Palestine occupée

Rafah Today



Jeudi 24 Avril 2008

Rafah Today

“Je saigne, je ne peux pas l’arrêter, j’ai besoin d’une ambulance”. Non, ce n’est pas un appel vers les urgences médicales, mais un appel en direct depuis une émission de radio à Gaza ville.

On ne sait pas s’il y aura ou non une ambulance. Mais ce qui est sûr, c’est que les services ambulanciers peuvent entendre de tels appels grâce aux émissions de la station radio FM d’Al-Iman, l’une des rares stations radio indépendantes de Gaza. Et si les services d’urgences ne peuvent répondre, quelqu’un d’autre, peut-être, aura entendu l’appel.

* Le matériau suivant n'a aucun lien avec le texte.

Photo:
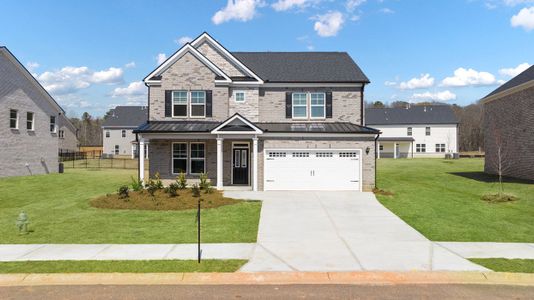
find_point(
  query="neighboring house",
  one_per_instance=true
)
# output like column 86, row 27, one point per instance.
column 29, row 127
column 509, row 127
column 259, row 120
column 68, row 135
column 415, row 131
column 117, row 135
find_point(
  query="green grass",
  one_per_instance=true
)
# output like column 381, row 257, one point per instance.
column 59, row 212
column 506, row 265
column 442, row 200
column 121, row 266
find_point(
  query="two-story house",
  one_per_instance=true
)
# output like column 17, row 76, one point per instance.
column 260, row 120
column 118, row 138
column 415, row 131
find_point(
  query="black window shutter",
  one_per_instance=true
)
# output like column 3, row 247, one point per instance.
column 168, row 103
column 328, row 104
column 289, row 105
column 209, row 103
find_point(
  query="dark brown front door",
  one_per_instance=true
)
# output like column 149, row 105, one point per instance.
column 240, row 162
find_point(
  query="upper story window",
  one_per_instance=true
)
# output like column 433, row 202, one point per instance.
column 13, row 119
column 198, row 104
column 179, row 103
column 300, row 105
column 239, row 96
column 29, row 121
column 53, row 124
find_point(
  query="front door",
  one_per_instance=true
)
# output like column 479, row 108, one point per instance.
column 240, row 162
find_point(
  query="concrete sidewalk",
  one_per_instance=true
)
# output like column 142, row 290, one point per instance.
column 34, row 252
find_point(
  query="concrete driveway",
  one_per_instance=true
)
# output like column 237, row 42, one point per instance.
column 340, row 231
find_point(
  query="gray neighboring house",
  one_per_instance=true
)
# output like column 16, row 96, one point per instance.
column 68, row 135
column 29, row 130
column 117, row 130
column 509, row 127
column 259, row 120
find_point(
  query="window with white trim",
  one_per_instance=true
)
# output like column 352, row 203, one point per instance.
column 239, row 96
column 440, row 147
column 53, row 127
column 300, row 105
column 30, row 118
column 179, row 158
column 179, row 103
column 198, row 104
column 198, row 158
column 317, row 105
column 420, row 148
column 13, row 119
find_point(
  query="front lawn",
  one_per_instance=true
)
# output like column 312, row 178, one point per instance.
column 506, row 265
column 59, row 211
column 442, row 200
column 121, row 266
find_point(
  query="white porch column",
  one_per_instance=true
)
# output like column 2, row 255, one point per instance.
column 255, row 164
column 220, row 163
column 141, row 159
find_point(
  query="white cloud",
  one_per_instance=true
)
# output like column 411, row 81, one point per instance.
column 424, row 81
column 512, row 72
column 160, row 58
column 134, row 90
column 469, row 77
column 351, row 5
column 183, row 40
column 240, row 10
column 438, row 96
column 525, row 19
column 329, row 24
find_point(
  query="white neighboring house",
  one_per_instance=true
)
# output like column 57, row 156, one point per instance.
column 416, row 131
column 117, row 135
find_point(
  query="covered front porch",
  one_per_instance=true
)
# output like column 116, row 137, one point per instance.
column 395, row 147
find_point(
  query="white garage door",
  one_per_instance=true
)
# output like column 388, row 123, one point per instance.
column 312, row 169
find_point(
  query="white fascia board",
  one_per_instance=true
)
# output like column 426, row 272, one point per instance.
column 229, row 55
column 187, row 48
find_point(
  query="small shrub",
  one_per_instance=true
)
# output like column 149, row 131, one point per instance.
column 137, row 185
column 181, row 181
column 123, row 192
column 499, row 198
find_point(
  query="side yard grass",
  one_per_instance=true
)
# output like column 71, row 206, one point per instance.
column 121, row 266
column 442, row 200
column 59, row 212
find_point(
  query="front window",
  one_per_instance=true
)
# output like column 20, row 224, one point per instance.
column 29, row 121
column 420, row 148
column 198, row 104
column 179, row 158
column 317, row 105
column 179, row 103
column 13, row 119
column 53, row 124
column 198, row 154
column 300, row 109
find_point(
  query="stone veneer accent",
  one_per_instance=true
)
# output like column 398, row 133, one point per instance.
column 509, row 121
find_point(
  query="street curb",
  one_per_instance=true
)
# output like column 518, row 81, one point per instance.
column 269, row 278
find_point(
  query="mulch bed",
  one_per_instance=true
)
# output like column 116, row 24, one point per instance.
column 162, row 201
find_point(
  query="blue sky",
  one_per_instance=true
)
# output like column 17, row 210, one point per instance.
column 91, row 55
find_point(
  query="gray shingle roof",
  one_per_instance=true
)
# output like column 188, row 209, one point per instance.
column 524, row 77
column 430, row 114
column 127, row 116
column 303, row 66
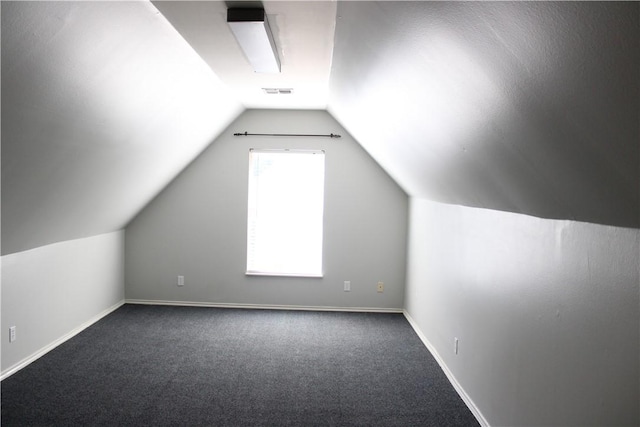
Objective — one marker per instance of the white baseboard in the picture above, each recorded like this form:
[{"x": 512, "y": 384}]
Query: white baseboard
[
  {"x": 264, "y": 306},
  {"x": 44, "y": 350},
  {"x": 463, "y": 395}
]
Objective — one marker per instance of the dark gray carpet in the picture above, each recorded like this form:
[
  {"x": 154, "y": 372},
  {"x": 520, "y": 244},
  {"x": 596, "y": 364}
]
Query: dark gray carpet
[{"x": 186, "y": 366}]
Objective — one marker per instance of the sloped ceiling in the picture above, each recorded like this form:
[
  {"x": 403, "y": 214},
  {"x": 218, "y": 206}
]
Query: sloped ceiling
[
  {"x": 524, "y": 107},
  {"x": 103, "y": 103},
  {"x": 528, "y": 107}
]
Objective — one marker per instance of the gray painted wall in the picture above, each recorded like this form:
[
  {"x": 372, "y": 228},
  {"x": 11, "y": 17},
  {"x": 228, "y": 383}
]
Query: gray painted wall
[
  {"x": 51, "y": 291},
  {"x": 197, "y": 226},
  {"x": 546, "y": 312}
]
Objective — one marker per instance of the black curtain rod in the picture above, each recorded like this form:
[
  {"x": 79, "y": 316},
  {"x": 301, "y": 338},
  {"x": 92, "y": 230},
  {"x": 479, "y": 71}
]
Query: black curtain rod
[{"x": 332, "y": 135}]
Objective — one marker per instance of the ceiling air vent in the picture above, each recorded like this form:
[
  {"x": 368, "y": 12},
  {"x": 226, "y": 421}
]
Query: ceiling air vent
[{"x": 277, "y": 90}]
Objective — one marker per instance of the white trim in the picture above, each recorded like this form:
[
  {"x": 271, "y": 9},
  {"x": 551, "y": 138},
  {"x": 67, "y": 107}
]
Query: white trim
[
  {"x": 452, "y": 379},
  {"x": 264, "y": 306},
  {"x": 44, "y": 350}
]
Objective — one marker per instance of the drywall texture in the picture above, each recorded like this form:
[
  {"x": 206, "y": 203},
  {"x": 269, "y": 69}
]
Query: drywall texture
[
  {"x": 198, "y": 226},
  {"x": 528, "y": 107},
  {"x": 52, "y": 290},
  {"x": 103, "y": 104},
  {"x": 546, "y": 313}
]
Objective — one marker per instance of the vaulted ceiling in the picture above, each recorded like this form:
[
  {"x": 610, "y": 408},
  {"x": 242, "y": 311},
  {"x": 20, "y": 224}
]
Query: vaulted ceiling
[{"x": 531, "y": 108}]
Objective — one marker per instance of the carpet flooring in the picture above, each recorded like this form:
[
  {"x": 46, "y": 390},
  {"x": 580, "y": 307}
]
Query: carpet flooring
[{"x": 188, "y": 366}]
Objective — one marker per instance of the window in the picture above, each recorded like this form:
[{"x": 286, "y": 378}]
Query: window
[{"x": 286, "y": 202}]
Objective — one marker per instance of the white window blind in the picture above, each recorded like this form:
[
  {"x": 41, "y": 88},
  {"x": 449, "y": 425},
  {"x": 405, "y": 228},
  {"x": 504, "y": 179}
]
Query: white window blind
[{"x": 286, "y": 203}]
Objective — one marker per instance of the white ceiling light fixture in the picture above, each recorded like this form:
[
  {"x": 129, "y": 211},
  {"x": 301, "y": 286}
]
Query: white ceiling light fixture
[{"x": 252, "y": 31}]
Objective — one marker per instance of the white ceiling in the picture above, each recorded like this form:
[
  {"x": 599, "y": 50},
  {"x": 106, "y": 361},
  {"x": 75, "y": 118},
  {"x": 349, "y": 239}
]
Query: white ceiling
[
  {"x": 529, "y": 107},
  {"x": 303, "y": 31}
]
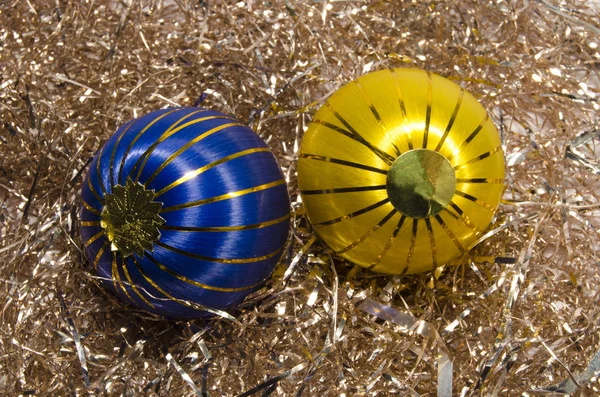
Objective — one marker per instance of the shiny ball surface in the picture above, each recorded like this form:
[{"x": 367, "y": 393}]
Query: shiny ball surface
[
  {"x": 401, "y": 171},
  {"x": 185, "y": 211}
]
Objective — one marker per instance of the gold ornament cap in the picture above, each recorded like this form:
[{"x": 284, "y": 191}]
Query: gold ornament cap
[{"x": 131, "y": 218}]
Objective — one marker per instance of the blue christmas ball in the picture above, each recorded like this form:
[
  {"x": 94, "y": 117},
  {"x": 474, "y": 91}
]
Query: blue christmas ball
[{"x": 184, "y": 211}]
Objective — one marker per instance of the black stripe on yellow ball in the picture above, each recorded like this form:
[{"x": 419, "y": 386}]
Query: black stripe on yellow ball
[{"x": 359, "y": 133}]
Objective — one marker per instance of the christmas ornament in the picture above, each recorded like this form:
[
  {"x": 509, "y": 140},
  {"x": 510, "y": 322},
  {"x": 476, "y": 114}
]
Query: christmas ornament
[
  {"x": 400, "y": 171},
  {"x": 184, "y": 211}
]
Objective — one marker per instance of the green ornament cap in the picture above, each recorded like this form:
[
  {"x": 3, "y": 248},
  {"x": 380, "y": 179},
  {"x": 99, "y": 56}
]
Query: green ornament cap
[{"x": 131, "y": 218}]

Quelqu’un des ambulances prévient qu’aucune ambulance ne peut être dirigée sur la personne. Un bulldozer israélien est en train de bloquer la route et un char d’assaut israélien, en haut d’une colline, tire sur l’ambulance, dit-il. On ne sait si la personne a pu être aidée. Mais au moins, son SOS aura été entendu.

D’autres appels ont été envoyés sur les ondes après les agressions de vendredi sur le camp de réfugiés de Bureij, où il y a eu jusqu’à 16 tués pendant le week-end. Sur les 9 tués de vendredi, 6 étaient des enfants. A nouveau, les équipes d’ambulanciers ont confirmé qu’elles ne pouvaient pas arriver jusqu’aux blessés. Mais les appels ont été lancés sur la radio, de sorte qu’ils ont pu être entendus par tous. Un homme a appelé depuis l’est du camp de réfugiés de Jabaliya, demandant une ambulance pour son épouse qui était sur le point d’accoucher. La radio lui a demandé quelles étaient sa position et celle des chars israéliens. « Je ne peux regarder par la fenêtre, dit-il, sinon ils vont me tirer dessus ».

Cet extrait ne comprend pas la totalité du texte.